Maybe I misunderstood the intent of ref and forceRef.

Use case

I have a use case where I first run an endpoint which is not supposed to be called again within X min. This is considered an error and I have tests to ensure this indeed does error out.

### I should work
# @name save
http://{{SOME_PATH}}

### I should fail
# @ref save
http://{{SOME_PATH}}

In the CLI I run both in one go. First one succeeds as expected, and the second triggers the first one (fails since it expects to succeed) followed by itself (succeeds since it expects an error).
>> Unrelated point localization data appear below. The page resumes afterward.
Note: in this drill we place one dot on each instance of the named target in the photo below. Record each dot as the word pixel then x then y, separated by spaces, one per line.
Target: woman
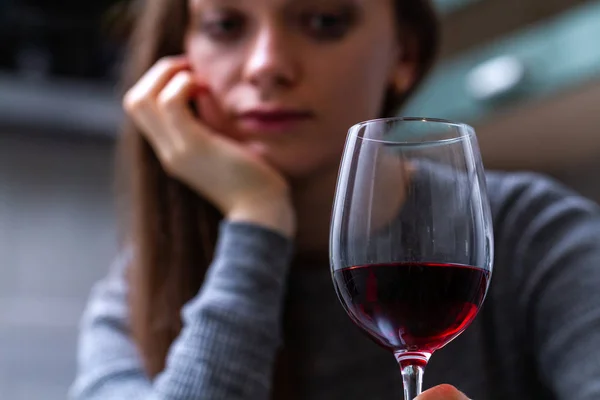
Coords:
pixel 239 113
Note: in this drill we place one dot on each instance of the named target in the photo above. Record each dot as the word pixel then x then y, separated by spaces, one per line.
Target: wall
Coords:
pixel 57 237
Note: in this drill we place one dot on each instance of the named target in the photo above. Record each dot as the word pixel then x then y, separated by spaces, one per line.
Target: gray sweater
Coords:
pixel 537 336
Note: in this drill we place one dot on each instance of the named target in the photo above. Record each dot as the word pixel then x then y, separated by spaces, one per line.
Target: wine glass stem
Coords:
pixel 412 377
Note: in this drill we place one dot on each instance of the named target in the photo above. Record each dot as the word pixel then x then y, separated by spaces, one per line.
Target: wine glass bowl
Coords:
pixel 411 237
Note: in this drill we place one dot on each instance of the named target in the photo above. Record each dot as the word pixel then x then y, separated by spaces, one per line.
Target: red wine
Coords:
pixel 412 306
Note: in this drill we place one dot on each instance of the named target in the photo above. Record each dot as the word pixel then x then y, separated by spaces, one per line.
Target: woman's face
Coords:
pixel 289 77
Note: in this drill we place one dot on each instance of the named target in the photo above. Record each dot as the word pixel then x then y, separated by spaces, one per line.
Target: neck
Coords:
pixel 313 201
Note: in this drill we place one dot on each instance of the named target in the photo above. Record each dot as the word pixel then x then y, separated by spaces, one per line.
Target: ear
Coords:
pixel 404 72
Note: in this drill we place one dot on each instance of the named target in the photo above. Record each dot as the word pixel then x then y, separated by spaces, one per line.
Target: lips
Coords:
pixel 273 120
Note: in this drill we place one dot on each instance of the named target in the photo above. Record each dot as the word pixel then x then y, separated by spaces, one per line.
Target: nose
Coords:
pixel 271 64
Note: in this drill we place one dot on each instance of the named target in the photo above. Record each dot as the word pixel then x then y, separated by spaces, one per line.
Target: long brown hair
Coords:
pixel 173 230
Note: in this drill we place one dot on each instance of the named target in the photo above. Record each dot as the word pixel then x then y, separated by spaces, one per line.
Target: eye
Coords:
pixel 327 25
pixel 223 26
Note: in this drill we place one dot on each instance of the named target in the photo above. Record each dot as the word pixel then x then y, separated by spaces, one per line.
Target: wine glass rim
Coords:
pixel 466 130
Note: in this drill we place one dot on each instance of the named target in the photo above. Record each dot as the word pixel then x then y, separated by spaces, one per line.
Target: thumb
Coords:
pixel 442 392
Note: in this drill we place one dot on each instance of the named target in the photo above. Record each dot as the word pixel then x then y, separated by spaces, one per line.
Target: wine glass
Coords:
pixel 411 243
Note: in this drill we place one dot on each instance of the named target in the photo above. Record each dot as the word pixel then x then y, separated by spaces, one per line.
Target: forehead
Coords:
pixel 199 3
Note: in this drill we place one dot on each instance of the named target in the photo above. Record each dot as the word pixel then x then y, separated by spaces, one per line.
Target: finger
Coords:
pixel 173 106
pixel 442 392
pixel 144 92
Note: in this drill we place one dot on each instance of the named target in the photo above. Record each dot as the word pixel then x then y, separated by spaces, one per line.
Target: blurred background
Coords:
pixel 525 73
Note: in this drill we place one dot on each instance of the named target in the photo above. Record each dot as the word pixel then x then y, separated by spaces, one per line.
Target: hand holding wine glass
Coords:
pixel 411 236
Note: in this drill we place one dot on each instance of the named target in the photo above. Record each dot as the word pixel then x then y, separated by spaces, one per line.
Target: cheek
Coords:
pixel 214 73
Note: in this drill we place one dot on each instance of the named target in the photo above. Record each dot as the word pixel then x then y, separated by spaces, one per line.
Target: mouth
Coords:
pixel 276 120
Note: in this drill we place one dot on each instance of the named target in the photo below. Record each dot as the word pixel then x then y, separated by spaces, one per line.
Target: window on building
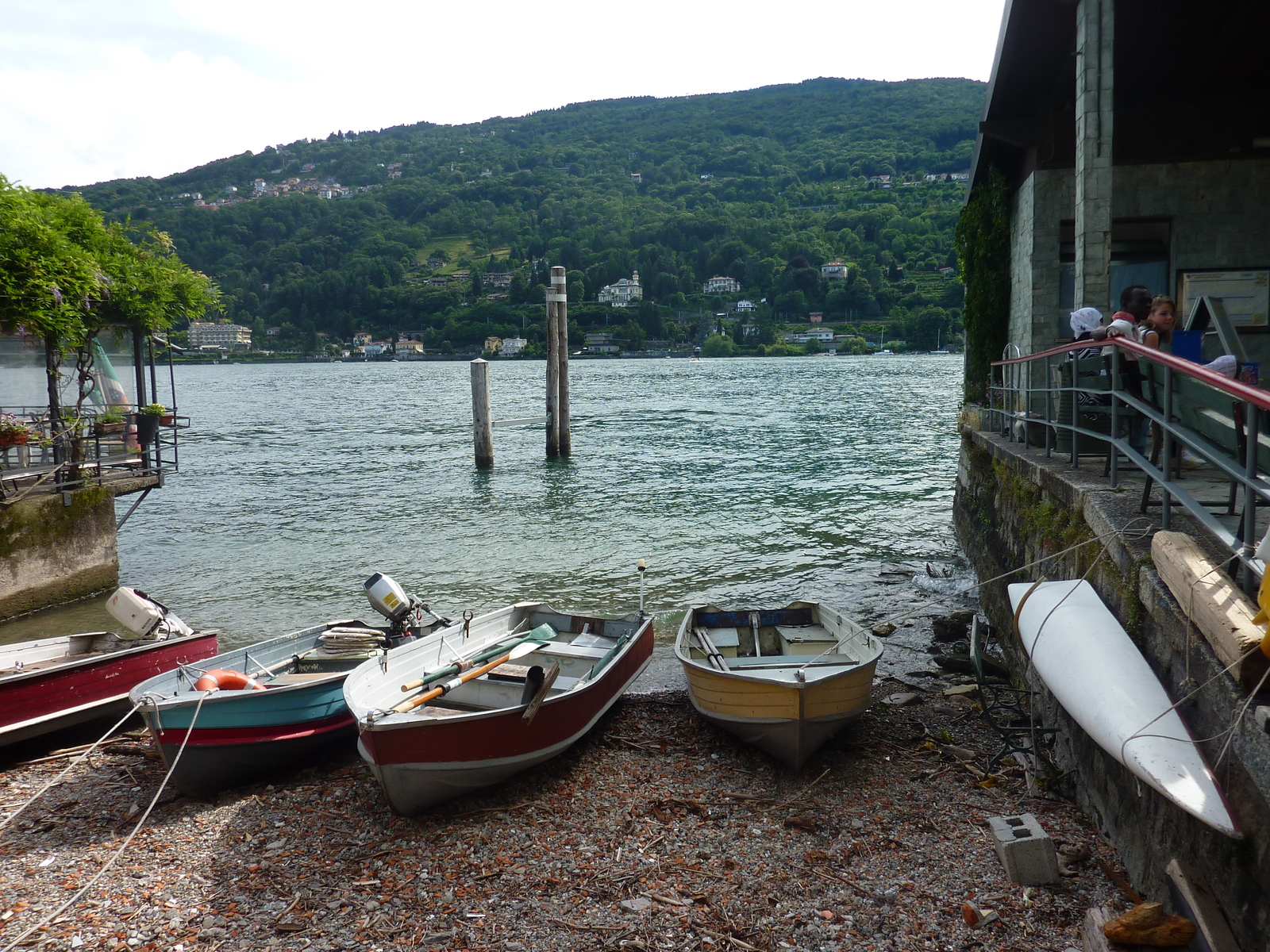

In the extension I have the same problem but it doesn't really bother me there since I don't really need to run the second one. Of course, I could just remove the @ref in the second one so it works as expected in the CLI. But then it means I cannot run it independently of the first one anymore.

AnWeber commented 2 years ago

No, you probably already understood the intention of @ref and @forceRef correctly. The reason was that the check whether the child request was already executed was faulty due to the falsy body. I only checked for falsy instead of correctly checking for undefined.